For Release: Thursday, May 8, 2003
WASHINGTON, DC The Violence Policy Center (VPC) announced its strong support for the “Assault Weapons Ban and Law Enforcement Protection Act of 2003,” legislation introduced today by Representatives Carolyn McCarthy (D-NY) and John Conyers (D-MI). The legislation would renew a 1994 federal law banning certain assault weapons. More importantly, the bill would significantly strengthen current law to address limitations in the ban that have allowed the gun industry to circumvent the law.
The current assault weapons ban will end on September 13, 2004, unless Congress and the President act and pass new legislation.
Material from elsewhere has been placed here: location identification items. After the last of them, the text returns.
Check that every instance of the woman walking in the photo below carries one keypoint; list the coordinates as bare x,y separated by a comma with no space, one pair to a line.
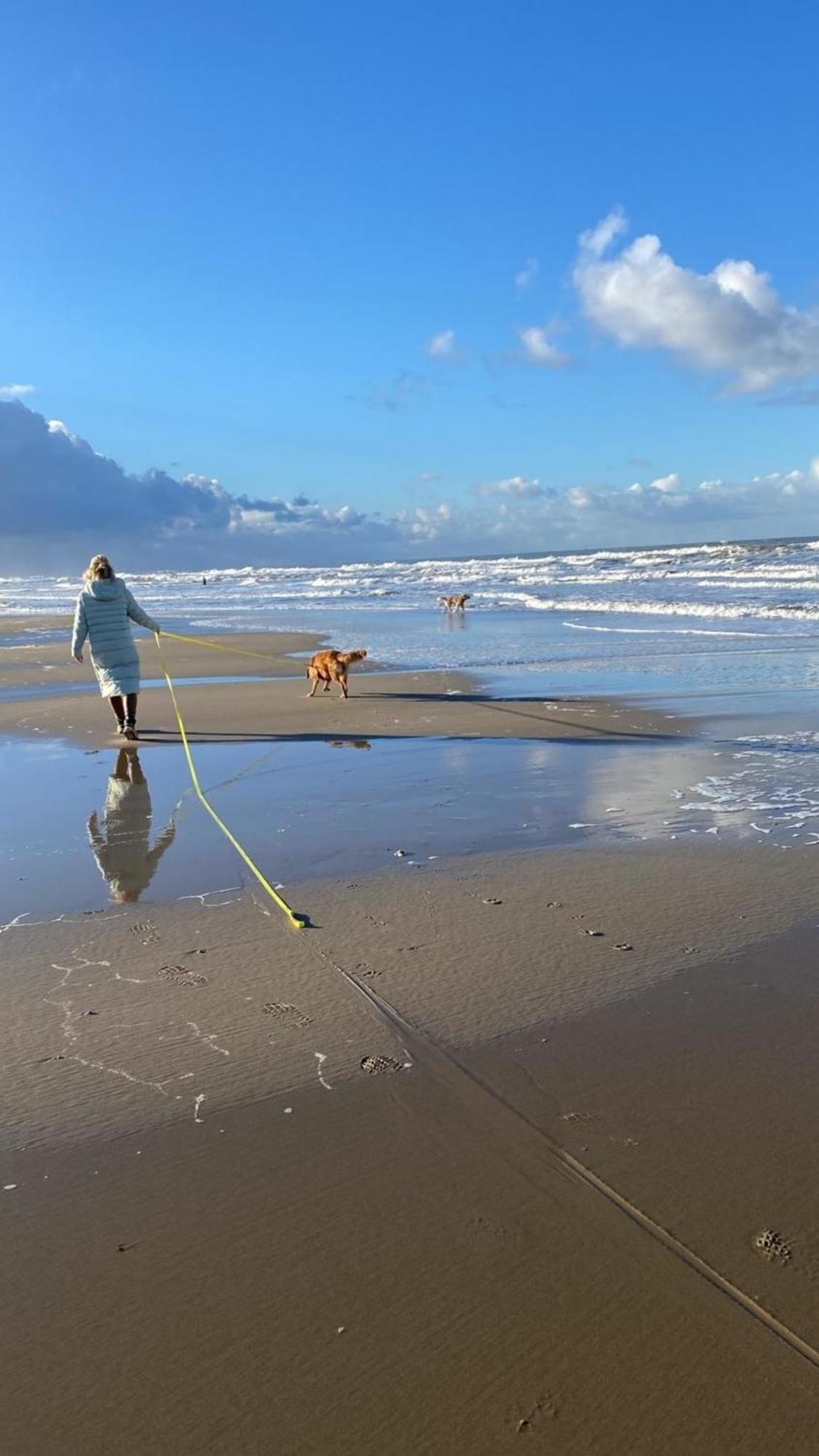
104,608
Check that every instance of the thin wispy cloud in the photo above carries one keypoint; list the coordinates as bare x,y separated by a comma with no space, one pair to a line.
442,346
727,323
526,274
515,486
405,388
75,499
15,391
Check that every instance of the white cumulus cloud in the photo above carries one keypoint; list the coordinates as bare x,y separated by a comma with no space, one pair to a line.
539,350
729,323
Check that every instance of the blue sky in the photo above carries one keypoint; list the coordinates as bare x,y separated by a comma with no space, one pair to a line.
232,234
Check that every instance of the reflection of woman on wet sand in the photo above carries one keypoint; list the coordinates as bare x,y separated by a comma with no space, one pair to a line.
124,855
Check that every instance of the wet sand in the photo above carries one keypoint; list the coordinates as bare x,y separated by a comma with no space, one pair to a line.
49,663
381,704
516,1150
292,1189
384,705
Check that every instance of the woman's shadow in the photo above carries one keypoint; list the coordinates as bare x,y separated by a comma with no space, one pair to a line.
123,852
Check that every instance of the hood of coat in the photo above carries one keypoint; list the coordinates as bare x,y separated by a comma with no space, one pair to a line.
106,590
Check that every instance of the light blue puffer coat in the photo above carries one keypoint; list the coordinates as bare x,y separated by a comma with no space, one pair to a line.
103,617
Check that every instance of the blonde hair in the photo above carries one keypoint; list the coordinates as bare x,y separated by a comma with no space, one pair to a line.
98,570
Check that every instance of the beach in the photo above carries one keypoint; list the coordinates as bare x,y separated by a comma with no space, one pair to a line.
515,1144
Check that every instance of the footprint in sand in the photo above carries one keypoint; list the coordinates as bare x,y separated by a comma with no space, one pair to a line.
146,933
542,1409
289,1014
181,976
772,1247
378,1065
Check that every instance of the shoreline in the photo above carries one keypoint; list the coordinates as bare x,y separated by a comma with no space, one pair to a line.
366,1186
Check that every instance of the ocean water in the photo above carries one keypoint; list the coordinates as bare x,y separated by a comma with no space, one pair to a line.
717,618
727,633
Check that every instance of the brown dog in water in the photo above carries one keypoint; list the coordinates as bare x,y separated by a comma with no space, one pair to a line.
331,668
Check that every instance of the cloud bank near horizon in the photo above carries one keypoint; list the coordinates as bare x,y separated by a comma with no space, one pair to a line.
63,502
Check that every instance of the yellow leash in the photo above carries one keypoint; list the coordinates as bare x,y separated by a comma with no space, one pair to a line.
219,647
299,922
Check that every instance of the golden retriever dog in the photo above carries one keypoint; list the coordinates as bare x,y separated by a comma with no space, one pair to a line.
331,668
The gun industry has successfully circumvented the current law, designing and marketing assault weapons that incorporate slight modifications to evade the ban. The gun industry markets a wide variety of such “post-ban” assault weapons. “These guns are assault weapons, but they are not banned by current law,” states Kristen Rand, VPC legislative director. These “post-ban” guns incorporate features that are the essence of an assault weapon, design characteristics that make it easy for a shooter to simply point as opposed to carefully aim the weapon to quickly spray a wide area with a lethal hail of bullets. These design characteristics make assault weapons especially attractive to criminals and distinguish them from true hunting weapons. Today, “post-ban” versions of AK-47s and AR-15s, guns banned by name by the 1994 law, are flooding the civilian market. A post-ban AR-15 clone manufactured by Bushmaster was used by the Washington, DC-area snipers to kill 10 and injure three in October 2002.
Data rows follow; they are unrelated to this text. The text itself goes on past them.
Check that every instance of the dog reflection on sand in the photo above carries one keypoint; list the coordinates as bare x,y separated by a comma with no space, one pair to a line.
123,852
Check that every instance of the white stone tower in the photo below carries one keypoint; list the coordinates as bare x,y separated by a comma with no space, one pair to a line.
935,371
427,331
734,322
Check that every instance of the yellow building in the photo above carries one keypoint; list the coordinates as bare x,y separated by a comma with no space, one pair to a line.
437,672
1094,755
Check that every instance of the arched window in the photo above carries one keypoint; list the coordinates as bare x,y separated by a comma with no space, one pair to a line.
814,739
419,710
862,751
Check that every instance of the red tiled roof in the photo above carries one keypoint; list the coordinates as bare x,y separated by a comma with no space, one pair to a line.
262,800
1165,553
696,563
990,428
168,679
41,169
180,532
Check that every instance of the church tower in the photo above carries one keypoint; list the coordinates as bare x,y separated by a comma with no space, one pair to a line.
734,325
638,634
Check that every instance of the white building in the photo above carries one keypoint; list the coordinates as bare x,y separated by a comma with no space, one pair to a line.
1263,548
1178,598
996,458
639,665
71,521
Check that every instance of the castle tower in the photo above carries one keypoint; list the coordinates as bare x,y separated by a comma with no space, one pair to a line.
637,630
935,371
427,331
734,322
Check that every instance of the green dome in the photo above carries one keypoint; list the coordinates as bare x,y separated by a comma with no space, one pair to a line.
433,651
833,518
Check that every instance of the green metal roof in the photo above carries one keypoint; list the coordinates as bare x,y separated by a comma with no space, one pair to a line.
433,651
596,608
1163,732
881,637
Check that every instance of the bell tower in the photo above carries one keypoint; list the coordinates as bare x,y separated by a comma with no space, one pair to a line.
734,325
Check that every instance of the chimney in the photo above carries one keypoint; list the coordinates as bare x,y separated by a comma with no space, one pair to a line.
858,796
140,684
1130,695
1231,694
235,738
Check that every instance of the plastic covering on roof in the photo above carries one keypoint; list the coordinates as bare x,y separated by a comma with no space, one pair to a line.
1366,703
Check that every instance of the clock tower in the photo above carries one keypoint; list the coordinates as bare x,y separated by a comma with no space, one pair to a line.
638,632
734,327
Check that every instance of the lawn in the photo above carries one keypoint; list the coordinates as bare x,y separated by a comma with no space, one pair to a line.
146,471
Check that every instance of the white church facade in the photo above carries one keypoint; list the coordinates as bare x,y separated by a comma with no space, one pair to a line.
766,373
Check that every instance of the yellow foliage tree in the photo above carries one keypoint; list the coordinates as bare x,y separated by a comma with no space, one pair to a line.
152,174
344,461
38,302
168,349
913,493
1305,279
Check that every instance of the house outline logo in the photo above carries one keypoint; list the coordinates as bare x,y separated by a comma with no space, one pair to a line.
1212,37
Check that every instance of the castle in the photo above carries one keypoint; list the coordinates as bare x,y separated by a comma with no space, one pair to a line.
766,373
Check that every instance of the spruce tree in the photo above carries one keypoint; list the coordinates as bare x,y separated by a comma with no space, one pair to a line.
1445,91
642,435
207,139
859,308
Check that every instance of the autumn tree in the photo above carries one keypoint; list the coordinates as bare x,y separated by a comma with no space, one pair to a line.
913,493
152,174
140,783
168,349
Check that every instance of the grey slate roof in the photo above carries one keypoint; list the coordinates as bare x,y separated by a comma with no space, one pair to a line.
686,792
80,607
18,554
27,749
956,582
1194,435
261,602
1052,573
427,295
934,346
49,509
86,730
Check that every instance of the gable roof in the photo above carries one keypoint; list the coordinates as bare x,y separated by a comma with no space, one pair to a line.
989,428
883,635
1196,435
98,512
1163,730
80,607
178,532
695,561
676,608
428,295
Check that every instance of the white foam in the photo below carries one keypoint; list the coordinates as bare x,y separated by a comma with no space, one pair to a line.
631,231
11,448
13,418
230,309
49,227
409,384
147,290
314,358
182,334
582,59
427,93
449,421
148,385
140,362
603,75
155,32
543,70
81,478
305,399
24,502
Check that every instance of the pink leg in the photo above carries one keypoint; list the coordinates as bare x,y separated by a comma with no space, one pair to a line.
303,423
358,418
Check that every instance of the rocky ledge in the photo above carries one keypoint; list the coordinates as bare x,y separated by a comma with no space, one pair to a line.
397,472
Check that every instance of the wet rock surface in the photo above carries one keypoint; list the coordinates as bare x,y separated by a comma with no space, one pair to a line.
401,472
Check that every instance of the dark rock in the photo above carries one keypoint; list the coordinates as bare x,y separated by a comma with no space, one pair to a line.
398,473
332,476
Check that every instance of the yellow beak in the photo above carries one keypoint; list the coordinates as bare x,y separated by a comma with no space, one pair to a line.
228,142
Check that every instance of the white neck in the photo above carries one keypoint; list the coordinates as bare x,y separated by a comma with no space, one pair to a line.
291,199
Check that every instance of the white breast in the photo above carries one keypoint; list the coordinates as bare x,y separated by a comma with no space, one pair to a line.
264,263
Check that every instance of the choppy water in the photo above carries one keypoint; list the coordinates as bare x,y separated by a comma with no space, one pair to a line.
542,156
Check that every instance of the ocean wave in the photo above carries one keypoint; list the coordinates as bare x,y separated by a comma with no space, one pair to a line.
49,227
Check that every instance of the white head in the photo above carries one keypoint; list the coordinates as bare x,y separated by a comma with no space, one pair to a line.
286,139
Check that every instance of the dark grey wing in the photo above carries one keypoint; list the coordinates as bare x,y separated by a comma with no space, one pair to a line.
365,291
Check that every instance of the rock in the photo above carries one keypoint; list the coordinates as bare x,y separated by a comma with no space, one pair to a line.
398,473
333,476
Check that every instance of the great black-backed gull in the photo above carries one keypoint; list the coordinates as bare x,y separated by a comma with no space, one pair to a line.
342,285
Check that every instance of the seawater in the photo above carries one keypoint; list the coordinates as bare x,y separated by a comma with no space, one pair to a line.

The McCarthy-Conyers bill is modeled on California’s assault weapons ban. The California law was passed in 1999 to improve upon that state’s landmark 1989 legislation to ban assault weapons in the wake of the Stockton schoolyard massacre. Adds Rand, “The updated California law has successfully prevented the gun industry from manufacturing and marketing “sporterized” assault weapons. This should be the goal of any new federal law.”